|Title||Sex-specific transcriptional signatures in human depression.|
|Publication Type||Journal Article|
|Year of Publication||2017|
|Auteurs||Labonté, B, Engmann, O, Purushothaman, I, Menard, C, Wang, J, Tan, C, Scarpa, JR, Moy, G, Loh, Y-HE, Cahill, M, Lorsch, ZS, Hamilton, PJ, Calipari, ES, Hodes, GE, Issler, O, Kronman, H, Pfau, M, Obradovic, ALJ, Dong, Y, Neve, RL, Russo, S, Kazarskis, A, Tamminga, C, Mechawar, N, Turecki, G, Zhang, B, Shen, L, Nestler, EJ|
|Date Published||2017 Sep|
Major depressive disorder (MDD) is a leading cause of disease burden worldwide. While the incidence, symptoms and treatment of MDD all point toward major sex differences, the molecular mechanisms underlying this sexual dimorphism remain largely unknown. Here, combining differential expression and gene coexpression network analyses, we provide a comprehensive characterization of male and female transcriptional profiles associated with MDD across six brain regions.
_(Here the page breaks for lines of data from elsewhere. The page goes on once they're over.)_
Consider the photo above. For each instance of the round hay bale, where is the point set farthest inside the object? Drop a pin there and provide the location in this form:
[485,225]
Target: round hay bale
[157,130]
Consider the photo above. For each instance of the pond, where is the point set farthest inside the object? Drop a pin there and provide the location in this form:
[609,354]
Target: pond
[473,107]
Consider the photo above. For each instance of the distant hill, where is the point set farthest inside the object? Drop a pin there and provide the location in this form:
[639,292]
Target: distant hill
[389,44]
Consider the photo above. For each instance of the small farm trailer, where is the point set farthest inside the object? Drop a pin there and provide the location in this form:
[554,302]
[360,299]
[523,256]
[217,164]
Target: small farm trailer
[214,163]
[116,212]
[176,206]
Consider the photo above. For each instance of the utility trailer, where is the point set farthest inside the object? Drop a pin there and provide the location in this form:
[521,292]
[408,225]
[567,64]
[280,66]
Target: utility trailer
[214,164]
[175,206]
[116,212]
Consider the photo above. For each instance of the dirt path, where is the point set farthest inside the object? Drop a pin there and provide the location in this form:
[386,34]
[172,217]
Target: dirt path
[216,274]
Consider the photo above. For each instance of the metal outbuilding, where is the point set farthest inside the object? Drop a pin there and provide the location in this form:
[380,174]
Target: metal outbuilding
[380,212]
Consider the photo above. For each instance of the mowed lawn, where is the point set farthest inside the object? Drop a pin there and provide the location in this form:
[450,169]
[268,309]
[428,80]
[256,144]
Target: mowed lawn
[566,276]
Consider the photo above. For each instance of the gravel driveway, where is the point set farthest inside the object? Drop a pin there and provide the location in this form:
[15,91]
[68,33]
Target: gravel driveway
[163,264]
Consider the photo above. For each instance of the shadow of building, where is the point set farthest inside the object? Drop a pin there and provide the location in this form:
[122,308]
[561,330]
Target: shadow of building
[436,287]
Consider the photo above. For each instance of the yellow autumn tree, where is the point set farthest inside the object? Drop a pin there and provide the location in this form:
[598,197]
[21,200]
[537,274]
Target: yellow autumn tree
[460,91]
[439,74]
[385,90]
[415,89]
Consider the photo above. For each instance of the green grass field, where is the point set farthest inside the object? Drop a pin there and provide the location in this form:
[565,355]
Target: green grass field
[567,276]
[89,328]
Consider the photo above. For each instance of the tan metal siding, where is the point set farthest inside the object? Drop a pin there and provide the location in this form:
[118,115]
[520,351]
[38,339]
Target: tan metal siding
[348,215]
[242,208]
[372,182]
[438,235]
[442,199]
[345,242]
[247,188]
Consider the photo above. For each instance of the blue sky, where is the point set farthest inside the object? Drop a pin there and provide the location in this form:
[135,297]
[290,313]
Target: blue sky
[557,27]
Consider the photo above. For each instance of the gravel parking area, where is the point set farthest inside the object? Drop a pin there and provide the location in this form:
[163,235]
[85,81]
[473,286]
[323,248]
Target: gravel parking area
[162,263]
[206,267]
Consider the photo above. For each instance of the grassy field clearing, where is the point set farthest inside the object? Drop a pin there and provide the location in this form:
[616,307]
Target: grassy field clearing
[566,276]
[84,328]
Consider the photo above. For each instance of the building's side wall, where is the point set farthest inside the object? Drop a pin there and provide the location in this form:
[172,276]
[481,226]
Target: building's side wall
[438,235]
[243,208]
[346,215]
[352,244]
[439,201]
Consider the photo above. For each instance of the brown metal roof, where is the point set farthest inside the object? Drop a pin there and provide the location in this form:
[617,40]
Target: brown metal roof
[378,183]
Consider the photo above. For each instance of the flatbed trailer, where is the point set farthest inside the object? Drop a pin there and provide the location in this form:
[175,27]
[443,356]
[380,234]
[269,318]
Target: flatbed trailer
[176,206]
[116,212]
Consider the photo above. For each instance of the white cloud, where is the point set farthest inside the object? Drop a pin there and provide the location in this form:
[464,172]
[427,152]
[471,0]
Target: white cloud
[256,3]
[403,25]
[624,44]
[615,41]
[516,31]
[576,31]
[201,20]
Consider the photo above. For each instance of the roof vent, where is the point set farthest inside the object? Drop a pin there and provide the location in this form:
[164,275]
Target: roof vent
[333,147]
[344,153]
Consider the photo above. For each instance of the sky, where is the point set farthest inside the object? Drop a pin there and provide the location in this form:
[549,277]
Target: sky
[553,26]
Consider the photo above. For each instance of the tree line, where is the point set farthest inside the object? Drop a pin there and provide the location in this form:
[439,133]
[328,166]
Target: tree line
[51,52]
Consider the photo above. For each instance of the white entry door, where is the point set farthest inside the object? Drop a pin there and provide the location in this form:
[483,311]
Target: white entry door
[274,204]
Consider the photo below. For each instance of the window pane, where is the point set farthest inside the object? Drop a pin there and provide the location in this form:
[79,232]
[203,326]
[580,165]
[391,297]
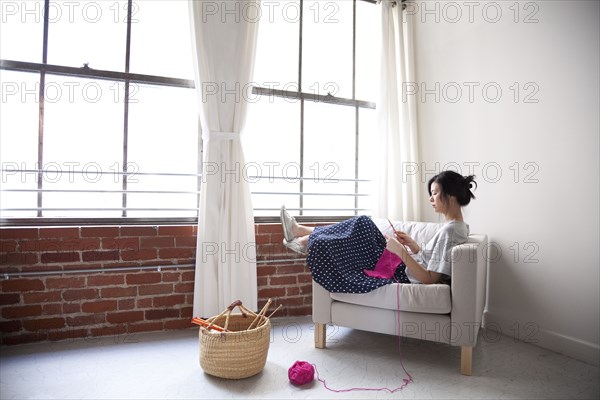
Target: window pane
[276,62]
[163,137]
[161,39]
[93,32]
[18,141]
[367,144]
[327,48]
[272,150]
[83,131]
[368,49]
[22,30]
[329,158]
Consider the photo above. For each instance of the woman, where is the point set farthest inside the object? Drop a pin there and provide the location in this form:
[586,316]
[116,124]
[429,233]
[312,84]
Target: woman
[354,257]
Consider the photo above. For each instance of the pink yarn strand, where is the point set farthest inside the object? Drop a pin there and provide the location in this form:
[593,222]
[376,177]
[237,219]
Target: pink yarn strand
[406,382]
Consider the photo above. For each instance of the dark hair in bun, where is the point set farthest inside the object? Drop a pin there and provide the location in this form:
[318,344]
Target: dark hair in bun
[454,184]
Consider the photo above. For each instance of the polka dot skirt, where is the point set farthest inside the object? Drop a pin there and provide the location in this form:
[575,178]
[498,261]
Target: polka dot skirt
[338,255]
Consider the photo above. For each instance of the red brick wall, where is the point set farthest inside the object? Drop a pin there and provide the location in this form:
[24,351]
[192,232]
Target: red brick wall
[88,303]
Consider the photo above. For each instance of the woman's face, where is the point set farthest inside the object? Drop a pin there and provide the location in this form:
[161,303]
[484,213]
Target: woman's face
[436,198]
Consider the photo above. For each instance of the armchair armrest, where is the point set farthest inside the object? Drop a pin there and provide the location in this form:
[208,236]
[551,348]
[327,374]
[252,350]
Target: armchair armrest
[469,270]
[321,304]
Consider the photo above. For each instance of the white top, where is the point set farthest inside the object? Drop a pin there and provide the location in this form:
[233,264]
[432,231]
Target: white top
[436,255]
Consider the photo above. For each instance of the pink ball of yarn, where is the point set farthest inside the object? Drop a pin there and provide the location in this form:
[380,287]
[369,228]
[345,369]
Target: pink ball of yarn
[301,373]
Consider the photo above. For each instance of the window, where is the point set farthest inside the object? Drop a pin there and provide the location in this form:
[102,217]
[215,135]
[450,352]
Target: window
[312,117]
[99,112]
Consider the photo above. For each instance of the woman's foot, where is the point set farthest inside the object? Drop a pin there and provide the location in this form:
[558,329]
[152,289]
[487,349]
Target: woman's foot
[289,223]
[291,228]
[299,245]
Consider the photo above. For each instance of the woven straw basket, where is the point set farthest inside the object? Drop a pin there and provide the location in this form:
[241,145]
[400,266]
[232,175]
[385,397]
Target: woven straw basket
[240,352]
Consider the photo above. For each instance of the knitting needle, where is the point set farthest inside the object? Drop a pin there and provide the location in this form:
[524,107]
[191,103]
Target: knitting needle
[205,324]
[264,309]
[264,321]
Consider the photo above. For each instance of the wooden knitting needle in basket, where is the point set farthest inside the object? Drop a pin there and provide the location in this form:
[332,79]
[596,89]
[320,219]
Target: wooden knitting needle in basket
[260,314]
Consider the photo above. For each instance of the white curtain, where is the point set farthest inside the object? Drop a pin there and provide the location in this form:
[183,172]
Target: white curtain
[224,59]
[398,184]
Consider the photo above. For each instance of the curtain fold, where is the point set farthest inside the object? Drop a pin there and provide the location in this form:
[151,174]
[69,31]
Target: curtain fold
[397,182]
[224,48]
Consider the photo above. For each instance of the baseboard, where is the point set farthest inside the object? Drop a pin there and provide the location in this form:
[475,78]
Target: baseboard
[531,333]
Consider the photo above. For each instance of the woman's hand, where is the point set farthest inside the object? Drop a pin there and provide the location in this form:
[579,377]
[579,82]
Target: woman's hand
[406,240]
[395,247]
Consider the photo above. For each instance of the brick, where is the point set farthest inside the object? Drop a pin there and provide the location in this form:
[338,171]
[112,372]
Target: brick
[157,242]
[10,326]
[164,288]
[59,233]
[25,338]
[161,314]
[90,319]
[52,309]
[306,289]
[176,230]
[114,330]
[99,306]
[43,323]
[124,317]
[9,298]
[184,287]
[41,297]
[188,276]
[186,312]
[282,280]
[70,334]
[8,246]
[129,291]
[100,255]
[56,245]
[100,231]
[144,303]
[22,285]
[169,301]
[19,233]
[129,243]
[271,292]
[171,276]
[105,280]
[145,327]
[135,255]
[127,304]
[138,231]
[80,294]
[143,278]
[264,270]
[19,258]
[179,324]
[52,258]
[71,308]
[65,282]
[184,253]
[186,241]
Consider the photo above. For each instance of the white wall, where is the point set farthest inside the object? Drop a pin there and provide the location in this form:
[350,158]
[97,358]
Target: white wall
[542,213]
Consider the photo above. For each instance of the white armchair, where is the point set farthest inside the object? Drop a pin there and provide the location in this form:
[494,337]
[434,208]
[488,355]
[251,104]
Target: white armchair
[449,314]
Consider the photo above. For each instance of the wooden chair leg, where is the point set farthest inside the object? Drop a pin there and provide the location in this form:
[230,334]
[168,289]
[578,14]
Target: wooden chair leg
[320,334]
[466,360]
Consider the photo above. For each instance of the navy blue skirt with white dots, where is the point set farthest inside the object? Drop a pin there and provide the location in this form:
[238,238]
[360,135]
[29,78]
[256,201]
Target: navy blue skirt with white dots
[338,255]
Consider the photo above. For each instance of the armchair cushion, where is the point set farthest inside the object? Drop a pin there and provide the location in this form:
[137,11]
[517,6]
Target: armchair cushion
[431,299]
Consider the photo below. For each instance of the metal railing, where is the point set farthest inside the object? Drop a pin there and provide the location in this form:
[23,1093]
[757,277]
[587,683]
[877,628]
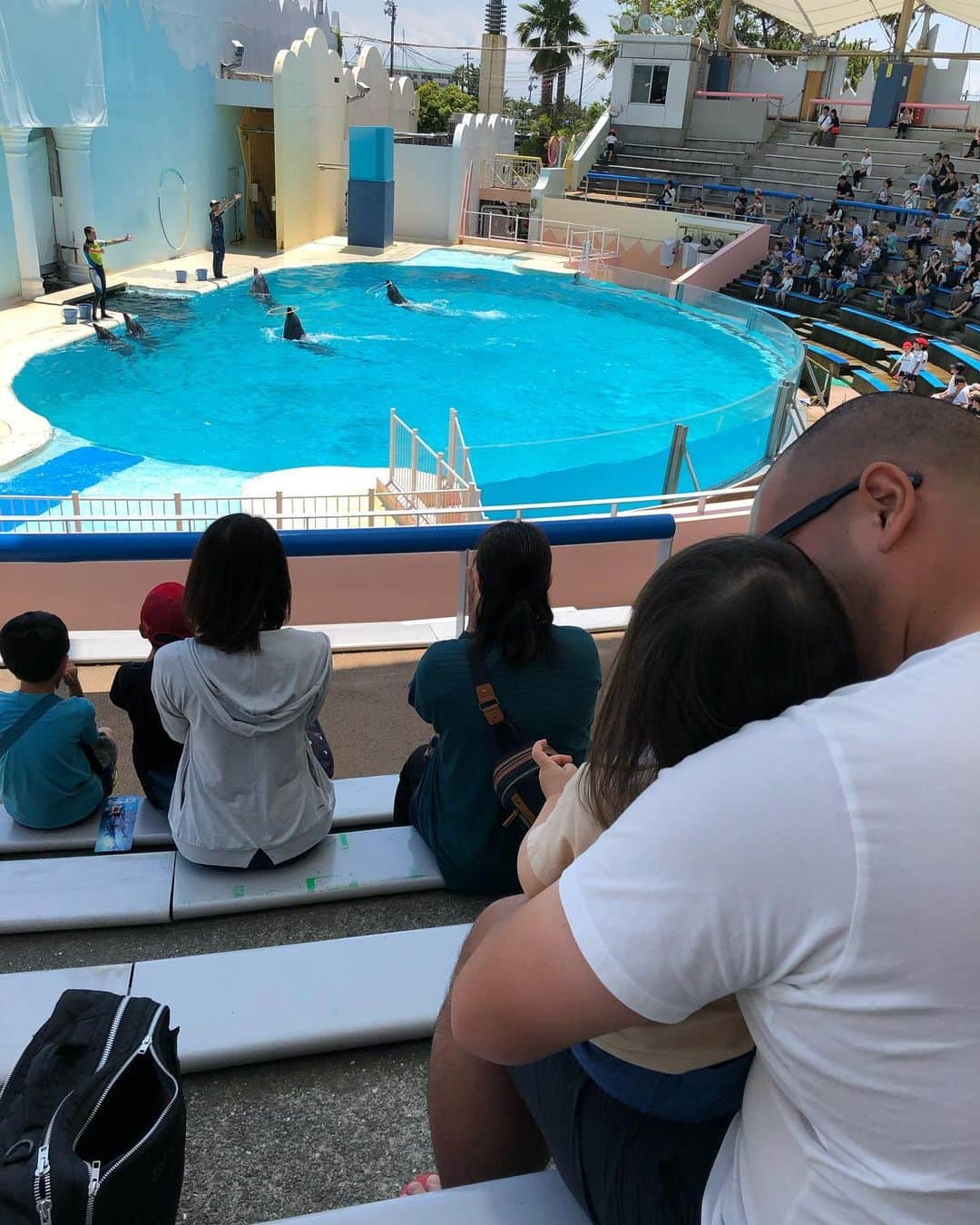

We overlap our human profiles with those from a mouse model, chronic variable stress, and capitalize on converging pathways to define molecular and physiological mechanisms underlying the expression of stress susceptibility in males and females. Our results show a major rearrangement of transcriptional patterns in MDD, with limited overlap between males and females, an effect seen in both depressed humans and stressed mice. We identify key regulators of sex-specific gene networks underlying MDD and confirm their sex-specific impact as mediators of stress susceptibility. For example, downregulation of the female-specific hub gene Dusp6 in mouse prefrontal cortex mimicked stress susceptibility in females, but not males, by increasing ERK signaling and pyramidal neuron excitability. Such Dusp6 downregulation also recapitulated the transcriptional remodeling that occurs in prefrontal cortex of depressed females. Together our findings reveal marked sexual dimorphism at the transcriptional level in MDD and highlight the importance of studying sex-specific treatments for this disorder.